Le mouvement des Gilets jaunes

"Leur mouvement se cantonne à mettre en cause Macron", regrette Nathalie Arthaud qui rappelle que "Lutte Ouvrière mène des combats dans l'intérêt des travailleurs pour leur droit à vivre, à avoir un emploi, à gagner sa vie correctement alors qu'aujourd'hui, ceci est réservé à une fraction de la population". Elle milite pour un SMIC au minimum à 1800€ voire 2000€ indexé sur les prix, tout comme les pensions de retraite. On l'entend chez les Gilets jaunes mais ils ne s'attaquent à l'origine du problème qui sont les grands groupes contre lesquels Macron ne peut rien. Travailleurs, petits patrons ou artisans, les révoltes se multiplient et on n'est qu'au début d'une révolte sociale", estime-t-elle. "Les Gilets jaunes ont posé les bonnes questions sur le pouvoir d'achat, l'injustice sociale mais ils n'y ont pas répondu. Il faut avoir conscience d'attaquer les profits et les pouvoirs du grand patronat. Macron ne maîtrise rien. Ascoval en est l'illustration". Selon Nathalie Arthaud, les Gilets jaunes ne vont pas assez loin. "Ils revendiquent de contrôler l'Etat mais il faut aussi contrôler les grands groupes. Après tout, ce sont les travailleurs qui fabriquent leur capital. On a le droit de contrôler et de la transformer en propriété collective".

L'Europe

"Je rêve d'une Europe de Gilets rouge", lâche Nathalie Arthaud en référence aux Gilets jaunes. "Lutte ouvrière a toujours souhaité une Europe Unie avec les travailleurs au pouvoir. Elle devrait être unifiée depuis longtemps mais les pays membres en sont incapables, aveuglés par la concurrence et le profit". Lutte ouvrière n'entend pas revenir au franc. "La livre sterling en Grande Bretagne ne les a pas aidé et être pauvre en franc ou en euros, ça change quoi ? ". Pour elle, "l'Europe est devenue le bouc-émissaire pour masquer la responsabilité du grand patronat".

Transitions énergétiques

"Il faut préserver la planète et il ne suffit pas d'arrêter le robinet d'eau quand on se lave les dents", martèle Nathalie Arthaud. "Mais la Cop 21, 22, etc , ce ne sont que des mots creux, des phrases en l'air", juge-t-elle. "Ce ne sont pas les Etats qui sont aux commandes mais les grands groupes qui polluent. Les travailleurs doivent reprendre la main , rationaliser les productions, arrêter d'inventer à tout-va pour créer des besoins pour vendre en permanence, arrêter l'obsolescence programmée. Faire une machine à laver qui tombe en panne au bout de 5 ans, ça défrise les travailleurs qui ont conscience de pourtant bien faire".

Montée de l'antisémitisme

"C'est politique", en est convaincue Nathalie Arthaud sans cautionner. "La crise, les souffrance, la marginalisation font le lit des préjugés qui va de paire avec l'inculture, le repli sur soi, de rejet de l'autre, le rejet de l'étranger... Ce n'est pas seulement lié à la France, cela existe en Angleterre, en Allemagne..."

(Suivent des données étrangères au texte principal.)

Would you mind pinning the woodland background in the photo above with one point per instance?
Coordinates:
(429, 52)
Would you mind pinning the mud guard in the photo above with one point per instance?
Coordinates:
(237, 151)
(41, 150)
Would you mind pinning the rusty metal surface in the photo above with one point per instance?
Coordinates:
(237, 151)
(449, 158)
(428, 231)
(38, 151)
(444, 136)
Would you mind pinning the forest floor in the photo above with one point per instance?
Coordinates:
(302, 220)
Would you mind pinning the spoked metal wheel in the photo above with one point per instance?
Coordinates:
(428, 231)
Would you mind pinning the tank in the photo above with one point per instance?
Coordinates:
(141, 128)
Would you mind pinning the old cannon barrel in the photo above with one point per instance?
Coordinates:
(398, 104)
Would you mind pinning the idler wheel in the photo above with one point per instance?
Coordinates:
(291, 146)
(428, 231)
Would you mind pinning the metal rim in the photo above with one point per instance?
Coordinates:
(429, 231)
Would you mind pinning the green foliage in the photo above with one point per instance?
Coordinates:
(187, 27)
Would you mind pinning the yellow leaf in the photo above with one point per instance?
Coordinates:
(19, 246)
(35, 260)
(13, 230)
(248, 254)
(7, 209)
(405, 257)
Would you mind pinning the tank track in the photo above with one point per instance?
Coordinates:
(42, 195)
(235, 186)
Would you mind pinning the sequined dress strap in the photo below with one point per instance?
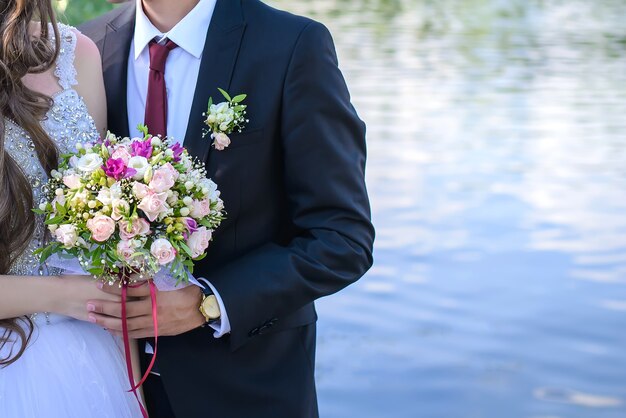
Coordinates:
(65, 70)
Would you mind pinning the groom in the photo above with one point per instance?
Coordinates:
(298, 225)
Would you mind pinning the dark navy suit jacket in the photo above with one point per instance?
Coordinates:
(298, 225)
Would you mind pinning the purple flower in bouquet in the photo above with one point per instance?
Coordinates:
(115, 167)
(178, 150)
(142, 148)
(192, 225)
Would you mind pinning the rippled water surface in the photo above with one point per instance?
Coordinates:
(497, 173)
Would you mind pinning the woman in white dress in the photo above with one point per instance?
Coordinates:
(52, 362)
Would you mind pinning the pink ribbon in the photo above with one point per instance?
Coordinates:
(155, 323)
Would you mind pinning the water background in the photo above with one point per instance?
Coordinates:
(497, 174)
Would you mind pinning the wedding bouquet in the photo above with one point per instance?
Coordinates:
(123, 206)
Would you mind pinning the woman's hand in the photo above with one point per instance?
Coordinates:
(74, 293)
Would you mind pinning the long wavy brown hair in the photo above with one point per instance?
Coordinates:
(22, 52)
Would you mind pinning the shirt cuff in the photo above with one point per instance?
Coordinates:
(221, 326)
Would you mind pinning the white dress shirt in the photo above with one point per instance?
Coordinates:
(181, 75)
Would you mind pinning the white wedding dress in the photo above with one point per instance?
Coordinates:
(71, 369)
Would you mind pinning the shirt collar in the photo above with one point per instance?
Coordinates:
(189, 34)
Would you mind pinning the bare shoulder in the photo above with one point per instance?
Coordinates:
(86, 49)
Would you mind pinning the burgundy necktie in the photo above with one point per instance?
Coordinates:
(156, 100)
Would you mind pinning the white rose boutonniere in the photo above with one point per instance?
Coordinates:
(225, 118)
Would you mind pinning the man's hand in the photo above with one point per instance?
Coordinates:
(177, 311)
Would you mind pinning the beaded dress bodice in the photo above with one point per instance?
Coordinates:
(67, 123)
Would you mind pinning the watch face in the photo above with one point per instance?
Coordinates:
(211, 307)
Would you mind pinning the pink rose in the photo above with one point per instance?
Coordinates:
(153, 204)
(140, 190)
(139, 226)
(121, 153)
(199, 241)
(169, 167)
(66, 235)
(220, 141)
(200, 208)
(72, 181)
(101, 227)
(120, 209)
(163, 251)
(162, 179)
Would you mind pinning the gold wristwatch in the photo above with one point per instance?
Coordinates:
(209, 308)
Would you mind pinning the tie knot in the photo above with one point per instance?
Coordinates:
(159, 53)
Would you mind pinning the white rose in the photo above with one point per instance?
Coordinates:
(140, 164)
(88, 163)
(120, 209)
(162, 250)
(66, 235)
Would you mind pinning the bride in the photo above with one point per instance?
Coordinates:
(53, 363)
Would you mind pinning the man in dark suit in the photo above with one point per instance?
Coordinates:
(298, 225)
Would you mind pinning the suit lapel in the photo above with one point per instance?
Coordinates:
(115, 52)
(216, 69)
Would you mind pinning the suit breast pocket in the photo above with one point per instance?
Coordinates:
(244, 139)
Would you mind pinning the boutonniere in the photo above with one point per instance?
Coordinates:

Défiance envers les partis traditionnels et vote blanc

"Il ne suffit pas de rejeter les partis bourgeois qui nous ont mis la tête sous l'eau", assure Nathalie Arthaud consciente de la montée de l'abstention. "Il faut voter pour lutter", insiste-t-elle. Et quand on l'interroge sur ses 0,64% lors de la dernière présidentielle, Nathalie Arthaud avoue dans un sourire "espérer faire mieux aux européennes".